Even in the classical period of natural science, it became known that new discoveries demonstrate “subjectivity in the laws of physics” (A. Eddington), “the formation of the unity of the object and the subject and the fact that there is no impenetrable border between them” (E. Schrödinger), “different aspects of identical reality consciousness of matter. In modern natural science, this trend is even more intensified. One of the founders of quantum mechanics, W. Heisenberg, noted that already in his time one could speak not of a natural picture legalized in the natural sciences, but of a picture of man's relationship to nature. Therefore, on the one hand, objective events occurring in space and time, on the other hand, the division into existing aspects of the subjective reflection of these events cannot be considered a support in understanding the science of the twentieth century. The result of Heisenberg's conclusions is that the focus of modern natural science should not be nature itself, but "the network of mutual influence of man with nature." Nature is like the absence of an automaton that would speak only those words that a scientist would like to hear; likewise, scientific research is not a monologue, it is primarily a dialogue between a scientist and nature. And this means that the active knowledge of nature by man, at best, is a part of internal activity.

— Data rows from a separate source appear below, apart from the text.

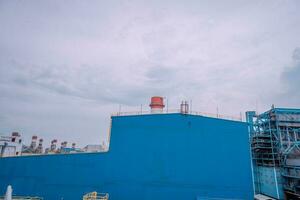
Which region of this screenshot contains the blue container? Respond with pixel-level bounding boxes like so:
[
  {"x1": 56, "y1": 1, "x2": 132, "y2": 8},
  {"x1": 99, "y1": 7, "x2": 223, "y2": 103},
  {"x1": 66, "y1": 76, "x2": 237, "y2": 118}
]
[{"x1": 0, "y1": 114, "x2": 253, "y2": 200}]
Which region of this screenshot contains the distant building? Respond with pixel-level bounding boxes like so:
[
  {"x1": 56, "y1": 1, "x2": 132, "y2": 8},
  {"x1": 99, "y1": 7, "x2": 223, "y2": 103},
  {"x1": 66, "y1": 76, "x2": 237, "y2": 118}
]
[
  {"x1": 0, "y1": 132, "x2": 22, "y2": 157},
  {"x1": 82, "y1": 144, "x2": 106, "y2": 153}
]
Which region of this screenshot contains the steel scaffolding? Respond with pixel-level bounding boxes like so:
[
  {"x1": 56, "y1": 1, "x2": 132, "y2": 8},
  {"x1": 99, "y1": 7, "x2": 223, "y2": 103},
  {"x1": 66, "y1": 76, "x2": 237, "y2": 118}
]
[{"x1": 246, "y1": 106, "x2": 300, "y2": 199}]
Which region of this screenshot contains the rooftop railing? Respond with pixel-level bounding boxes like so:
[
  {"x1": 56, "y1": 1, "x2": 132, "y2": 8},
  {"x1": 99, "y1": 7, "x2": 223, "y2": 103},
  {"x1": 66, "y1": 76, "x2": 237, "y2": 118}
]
[{"x1": 112, "y1": 109, "x2": 244, "y2": 121}]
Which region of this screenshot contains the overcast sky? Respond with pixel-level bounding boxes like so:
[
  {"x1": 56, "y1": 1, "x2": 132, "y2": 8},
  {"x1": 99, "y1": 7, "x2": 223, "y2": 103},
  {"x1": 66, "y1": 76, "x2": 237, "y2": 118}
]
[{"x1": 0, "y1": 0, "x2": 300, "y2": 145}]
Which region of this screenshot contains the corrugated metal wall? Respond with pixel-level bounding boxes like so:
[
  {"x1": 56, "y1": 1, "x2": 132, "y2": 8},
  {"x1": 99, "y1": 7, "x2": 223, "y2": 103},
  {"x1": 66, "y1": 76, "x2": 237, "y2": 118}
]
[{"x1": 0, "y1": 114, "x2": 253, "y2": 200}]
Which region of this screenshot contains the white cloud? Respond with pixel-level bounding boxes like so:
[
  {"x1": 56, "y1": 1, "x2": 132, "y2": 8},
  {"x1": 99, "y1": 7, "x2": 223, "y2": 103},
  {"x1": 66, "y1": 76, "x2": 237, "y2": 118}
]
[{"x1": 0, "y1": 1, "x2": 300, "y2": 146}]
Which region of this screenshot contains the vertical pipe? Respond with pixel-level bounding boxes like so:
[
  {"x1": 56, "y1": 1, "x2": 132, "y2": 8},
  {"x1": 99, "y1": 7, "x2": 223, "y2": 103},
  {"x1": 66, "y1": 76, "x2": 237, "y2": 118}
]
[{"x1": 246, "y1": 111, "x2": 256, "y2": 195}]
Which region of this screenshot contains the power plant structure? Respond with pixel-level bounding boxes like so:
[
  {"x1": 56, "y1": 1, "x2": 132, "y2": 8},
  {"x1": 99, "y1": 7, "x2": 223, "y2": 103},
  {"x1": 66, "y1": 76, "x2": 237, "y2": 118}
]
[
  {"x1": 0, "y1": 96, "x2": 300, "y2": 200},
  {"x1": 246, "y1": 106, "x2": 300, "y2": 199}
]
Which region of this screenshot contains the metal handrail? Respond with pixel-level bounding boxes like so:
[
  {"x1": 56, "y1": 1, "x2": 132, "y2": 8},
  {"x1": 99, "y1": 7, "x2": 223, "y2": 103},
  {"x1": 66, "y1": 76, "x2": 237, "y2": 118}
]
[{"x1": 111, "y1": 109, "x2": 243, "y2": 121}]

8. Modern natural science is also characterized by a deep penetration into all its areas of the idea of development, as well as "historicization", "dialecticization" (as a variety of development). I.Prigozhin wrote on this occasion: "There is not only the history of life, but also the history of the entire Universe, and this can lead to important conclusions." The most important of these conclusions is the need for a transition to the highest form of thinking - to dialectics, which includes the theory of the logic of knowledge. A prominent scientist of our time, Nobel Prize winner I.Prigozhin is sure that we are on the way to a new concept leading to a unified panorama of the world.
Describing scientific thinking in general, the well-known physicist and scientific methodologist K. von Weizsacker writes that one of the main trends of modern science is its transformation into a science of development. Thus, modern natural science confirms the idea of Hegel and Engels that natural scientists need to master the method of dialectics.

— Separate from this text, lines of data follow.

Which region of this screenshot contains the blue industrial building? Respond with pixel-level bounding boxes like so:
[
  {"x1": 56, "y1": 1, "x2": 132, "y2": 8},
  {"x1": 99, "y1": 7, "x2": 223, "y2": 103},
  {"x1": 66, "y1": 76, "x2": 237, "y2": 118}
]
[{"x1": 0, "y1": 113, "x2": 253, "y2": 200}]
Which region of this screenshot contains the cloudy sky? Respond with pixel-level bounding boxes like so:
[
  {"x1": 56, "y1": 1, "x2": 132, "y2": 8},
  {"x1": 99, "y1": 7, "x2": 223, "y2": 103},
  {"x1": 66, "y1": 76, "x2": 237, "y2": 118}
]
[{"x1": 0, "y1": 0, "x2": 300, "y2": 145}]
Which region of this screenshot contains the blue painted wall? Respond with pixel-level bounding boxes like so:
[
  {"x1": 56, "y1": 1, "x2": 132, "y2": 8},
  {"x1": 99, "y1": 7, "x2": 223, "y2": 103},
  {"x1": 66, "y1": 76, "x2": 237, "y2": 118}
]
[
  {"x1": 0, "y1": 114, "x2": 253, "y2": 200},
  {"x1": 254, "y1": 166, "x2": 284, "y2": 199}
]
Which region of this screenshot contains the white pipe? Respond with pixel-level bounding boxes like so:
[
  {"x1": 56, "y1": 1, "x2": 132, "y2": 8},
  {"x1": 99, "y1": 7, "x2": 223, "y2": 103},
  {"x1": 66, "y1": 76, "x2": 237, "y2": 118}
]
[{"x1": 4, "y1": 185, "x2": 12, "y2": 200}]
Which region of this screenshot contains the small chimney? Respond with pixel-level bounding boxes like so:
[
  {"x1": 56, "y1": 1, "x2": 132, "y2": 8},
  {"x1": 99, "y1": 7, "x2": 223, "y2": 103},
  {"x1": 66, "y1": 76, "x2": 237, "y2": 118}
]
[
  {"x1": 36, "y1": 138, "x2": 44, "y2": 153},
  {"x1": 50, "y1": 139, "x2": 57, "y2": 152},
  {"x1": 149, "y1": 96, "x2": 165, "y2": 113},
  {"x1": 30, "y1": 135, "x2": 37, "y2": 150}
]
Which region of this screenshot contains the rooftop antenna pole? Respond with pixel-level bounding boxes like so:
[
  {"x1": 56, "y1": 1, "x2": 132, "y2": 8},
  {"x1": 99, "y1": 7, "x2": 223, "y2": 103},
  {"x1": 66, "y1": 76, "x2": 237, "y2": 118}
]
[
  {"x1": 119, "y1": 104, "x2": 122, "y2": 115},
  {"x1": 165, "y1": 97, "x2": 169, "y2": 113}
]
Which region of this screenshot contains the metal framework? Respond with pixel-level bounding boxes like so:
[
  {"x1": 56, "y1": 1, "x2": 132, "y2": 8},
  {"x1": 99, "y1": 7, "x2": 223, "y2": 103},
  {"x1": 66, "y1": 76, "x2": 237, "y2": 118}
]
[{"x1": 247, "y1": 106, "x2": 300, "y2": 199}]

9. A distinctive feature of modern natural science is also an increase in the mathematization of the natural sciences, especially physics, an increase in the level of abstraction and complexity of these sciences.

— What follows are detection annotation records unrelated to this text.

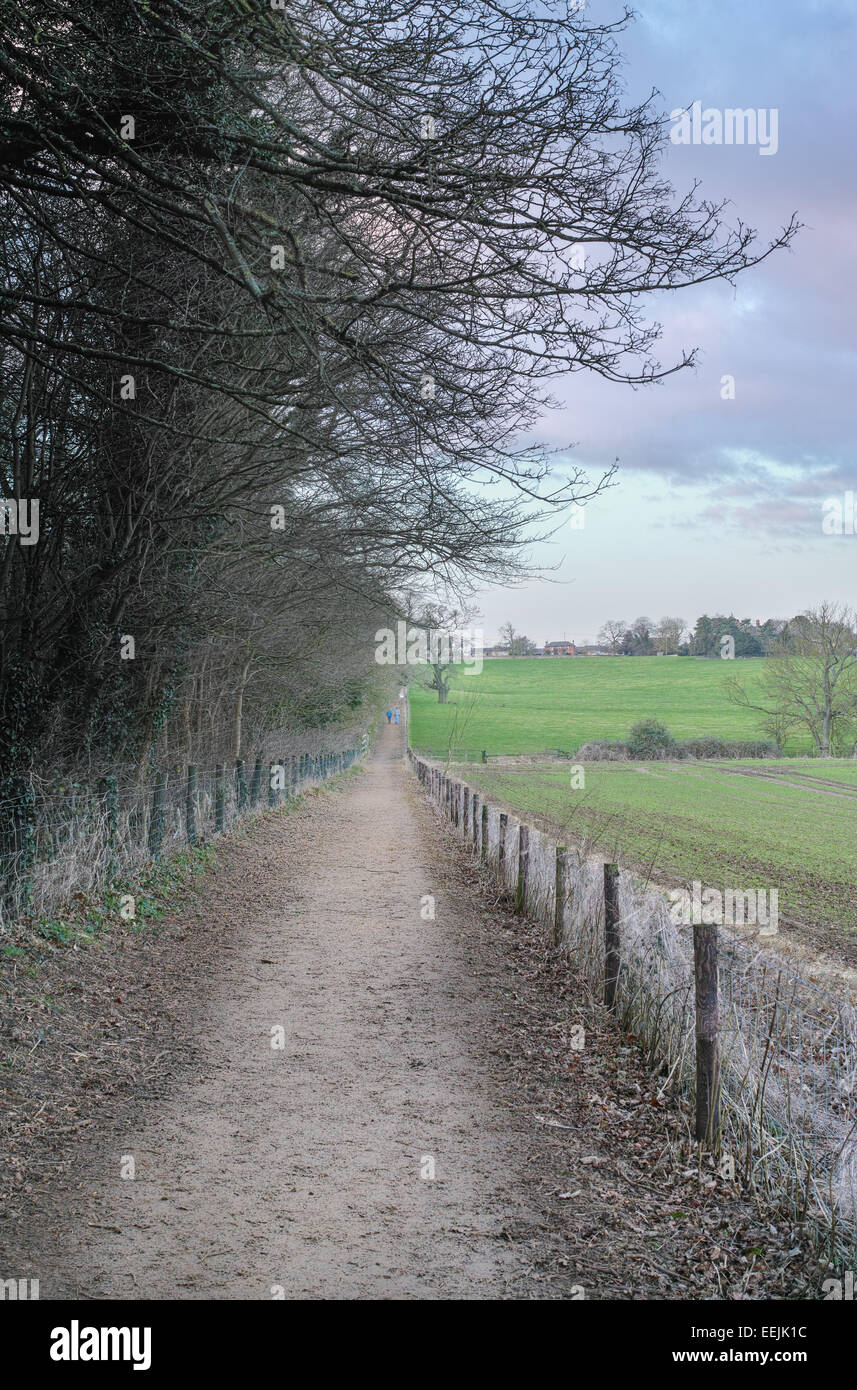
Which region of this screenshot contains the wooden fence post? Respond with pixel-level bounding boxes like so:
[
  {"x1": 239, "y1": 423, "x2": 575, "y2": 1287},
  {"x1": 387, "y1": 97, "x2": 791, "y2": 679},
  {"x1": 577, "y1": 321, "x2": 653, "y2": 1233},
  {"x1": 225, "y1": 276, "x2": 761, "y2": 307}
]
[
  {"x1": 185, "y1": 763, "x2": 197, "y2": 845},
  {"x1": 99, "y1": 773, "x2": 119, "y2": 883},
  {"x1": 693, "y1": 922, "x2": 719, "y2": 1152},
  {"x1": 553, "y1": 845, "x2": 568, "y2": 947},
  {"x1": 515, "y1": 826, "x2": 529, "y2": 912},
  {"x1": 497, "y1": 810, "x2": 508, "y2": 884},
  {"x1": 250, "y1": 749, "x2": 263, "y2": 806},
  {"x1": 604, "y1": 865, "x2": 619, "y2": 1009},
  {"x1": 149, "y1": 773, "x2": 167, "y2": 859},
  {"x1": 235, "y1": 758, "x2": 247, "y2": 815}
]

In the science of the twentieth century, the role of mathematical calculations has sharply increased, so in various fields of natural science, answers to tasks that need to be solved, in most cases, must be presented in verbal form. Mathematical modeling has now become an essential feature of the scientific and technological process. The essence of this type of modeling is to replace the object under study with the corresponding mathematical models and to conduct special experiments to study them using computational logic algorithms in a computer. In connection with the latest achievements in synergetics, modeling in modern science has taken on a new form.
10. Another feature of modern natural science is the ability to emerge on the basis of the principles of global evolution.
The establishment of evolutionary ideas has a long history. Already in XIX century, these ideas have found application in geology and biology. However, up to the modern period, the evolutionary principle did not become the dominant principle in natural science. The reason for this was the penetration of the principle of development, which has been performing the leading function in natural science for a long time, into a significant part of the history of physics, into a number of its postulates.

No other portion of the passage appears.